UnicodeDecodeError: 'charmap' codec can't decode byte 0x9d in position 360: character maps to <undefined> #34

narasimha1805 · 2020-04-19T20:03:03Z

Getting 'UnicodeDecodeError: 'charmap' codec can't decode byte 0x9d in position 360: character maps to ' error while importing word_topic_vectors from nlpia.book.examples.ch04_catdog_las*

Below is the error:

UnicodeDecodeError Traceback (most recent call last)
in
----> 1 from nlpia.book.examples.ch04_catdog_lsa_3x6x16 import word_topic_vectors

d:\python\lib\site-packages\nlpia\book\examples\ch04_catdog_lsa_3x6x16.py in
68 tfidfer = TfidfVectorizer(min_df=2, max_df=.6, stop_words=None, token_pattern=r'(?u)\b\w+\b')
69
---> 70 corpus = get_data('cats_and_dogs')[:NUM_DOCS]
71 docs = normalize_corpus_words(corpus, stemmer=None)
72 tfidf_dense = pd.DataFrame(tfidfer.fit_transform(docs).todense())

d:\python\lib\site-packages\nlpia\loaders.py in get_data(name, nrows, limit)
1111 return filepaths[name]
1112 elif name in DATASET_NAME2FILENAME:
-> 1113 return read_named_csv(name, nrows=nrows)
1114 elif name in DATA_NAMES:
1115 return read_named_csv(DATA_NAMES[name], nrows=nrows)

d:\python\lib\site-packages\nlpia\loaders.py in read_named_csv(name, data_path, nrows, verbose)
1003 name = DATASET_NAME2FILENAME[name]
1004 if name.lower().endswith('.txt') or name.lower().endswith('.txt.gz'):
-> 1005 return read_text(os.path.join(data_path, name), nrows=nrows)
1006 else:
1007 return read_csv(os.path.join(data_path, name), nrows=nrows)

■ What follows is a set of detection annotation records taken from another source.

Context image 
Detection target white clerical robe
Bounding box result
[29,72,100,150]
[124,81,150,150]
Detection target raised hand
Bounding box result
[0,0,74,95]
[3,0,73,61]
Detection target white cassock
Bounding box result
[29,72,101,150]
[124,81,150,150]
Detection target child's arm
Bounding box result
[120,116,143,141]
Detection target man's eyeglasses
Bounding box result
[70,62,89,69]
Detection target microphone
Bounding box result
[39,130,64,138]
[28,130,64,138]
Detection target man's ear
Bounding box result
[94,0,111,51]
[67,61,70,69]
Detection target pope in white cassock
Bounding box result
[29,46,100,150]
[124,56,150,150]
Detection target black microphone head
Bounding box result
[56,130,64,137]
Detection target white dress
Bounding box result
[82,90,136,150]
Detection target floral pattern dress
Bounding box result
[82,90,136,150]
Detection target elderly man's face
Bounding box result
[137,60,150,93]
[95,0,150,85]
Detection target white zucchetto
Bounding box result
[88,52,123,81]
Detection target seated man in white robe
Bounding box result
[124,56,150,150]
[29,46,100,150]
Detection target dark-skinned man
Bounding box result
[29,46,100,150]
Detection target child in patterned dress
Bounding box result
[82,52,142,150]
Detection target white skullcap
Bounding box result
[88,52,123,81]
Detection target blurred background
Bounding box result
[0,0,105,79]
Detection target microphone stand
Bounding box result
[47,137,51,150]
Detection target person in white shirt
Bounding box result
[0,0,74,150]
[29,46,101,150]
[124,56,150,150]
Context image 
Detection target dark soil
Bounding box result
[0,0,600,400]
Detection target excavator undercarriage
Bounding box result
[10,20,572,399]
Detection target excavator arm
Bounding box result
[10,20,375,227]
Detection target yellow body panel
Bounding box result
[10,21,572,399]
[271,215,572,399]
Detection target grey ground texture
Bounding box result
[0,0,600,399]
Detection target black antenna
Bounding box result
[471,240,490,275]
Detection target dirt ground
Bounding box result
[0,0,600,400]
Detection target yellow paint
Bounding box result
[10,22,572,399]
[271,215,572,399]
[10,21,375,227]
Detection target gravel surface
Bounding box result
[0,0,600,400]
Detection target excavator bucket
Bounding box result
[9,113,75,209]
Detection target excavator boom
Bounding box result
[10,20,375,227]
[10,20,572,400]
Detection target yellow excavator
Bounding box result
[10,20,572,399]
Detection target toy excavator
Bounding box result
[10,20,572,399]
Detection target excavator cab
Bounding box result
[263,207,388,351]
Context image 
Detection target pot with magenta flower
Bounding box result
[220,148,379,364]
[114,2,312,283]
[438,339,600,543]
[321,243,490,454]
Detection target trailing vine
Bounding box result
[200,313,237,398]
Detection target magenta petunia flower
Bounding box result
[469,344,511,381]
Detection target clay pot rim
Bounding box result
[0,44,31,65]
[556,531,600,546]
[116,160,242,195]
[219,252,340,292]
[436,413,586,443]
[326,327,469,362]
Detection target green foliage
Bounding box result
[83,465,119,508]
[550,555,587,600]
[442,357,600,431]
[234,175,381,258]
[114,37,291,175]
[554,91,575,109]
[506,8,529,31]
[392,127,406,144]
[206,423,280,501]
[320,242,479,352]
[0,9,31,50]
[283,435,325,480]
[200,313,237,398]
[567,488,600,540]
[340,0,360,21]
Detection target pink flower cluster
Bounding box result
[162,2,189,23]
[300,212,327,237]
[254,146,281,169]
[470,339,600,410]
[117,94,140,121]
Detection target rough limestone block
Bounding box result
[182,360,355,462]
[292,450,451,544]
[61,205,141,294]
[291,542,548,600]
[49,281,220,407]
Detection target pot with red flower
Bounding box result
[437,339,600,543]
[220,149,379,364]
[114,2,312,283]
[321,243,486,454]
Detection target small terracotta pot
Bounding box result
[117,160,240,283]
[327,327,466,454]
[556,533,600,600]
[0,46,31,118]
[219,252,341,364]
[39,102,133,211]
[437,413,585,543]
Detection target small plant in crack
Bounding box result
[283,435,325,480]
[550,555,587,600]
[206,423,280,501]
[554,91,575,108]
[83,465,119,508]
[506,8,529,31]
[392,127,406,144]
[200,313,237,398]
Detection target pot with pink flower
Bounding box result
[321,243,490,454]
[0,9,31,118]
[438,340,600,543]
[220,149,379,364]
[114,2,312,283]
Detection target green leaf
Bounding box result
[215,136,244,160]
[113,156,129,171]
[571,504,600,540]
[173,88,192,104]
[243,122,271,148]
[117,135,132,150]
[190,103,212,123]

d:\python\lib\site-packages\nlpia\futil.py in read_text(forfn, nrows, verbose)
416 """
417 tqdm_prog = tqdm if verbose else no_tqdm
--> 418 nrows = wc(forfn, nrows=nrows) # not necessary when nrows==None
419 lines = np.empty(dtype=object, shape=nrows)
420 with ensure_open(forfn) as f:

d:\python\lib\site-packages\nlpia\futil.py in wc(f, verbose, nrows)
48 tqdm_prog = tqdm if verbose else no_tqdm
49 with ensure_open(f, mode='r') as fin:
---> 50 for i, line in tqdm_prog(enumerate(fin)):
51 if nrows is not None and i >= nrows - 1:
52 break

d:\python\lib\encodings\cp1252.py in decode(self, input, final)
21 class IncrementalDecoder(codecs.IncrementalDecoder):
22 def decode(self, input, final=False):
---> 23 return codecs.charmap_decode(input,self.errors,decoding_table)[0]
24
25 class StreamWriter(Codec,codecs.StreamWriter):

UnicodeDecodeError: 'charmap' codec can't decode byte 0x9d in position 1592: character maps to

woo9904 · 2020-12-02T09:26:36Z

It is a UnicodeDecodeError.
Maybe this example can make some help for understanding about the error.

file = open(filename, encoding="utf8")

For a solution, find futil.py file installed in your computer. (d:\python\lib\site-packages\nlpia\futil.py)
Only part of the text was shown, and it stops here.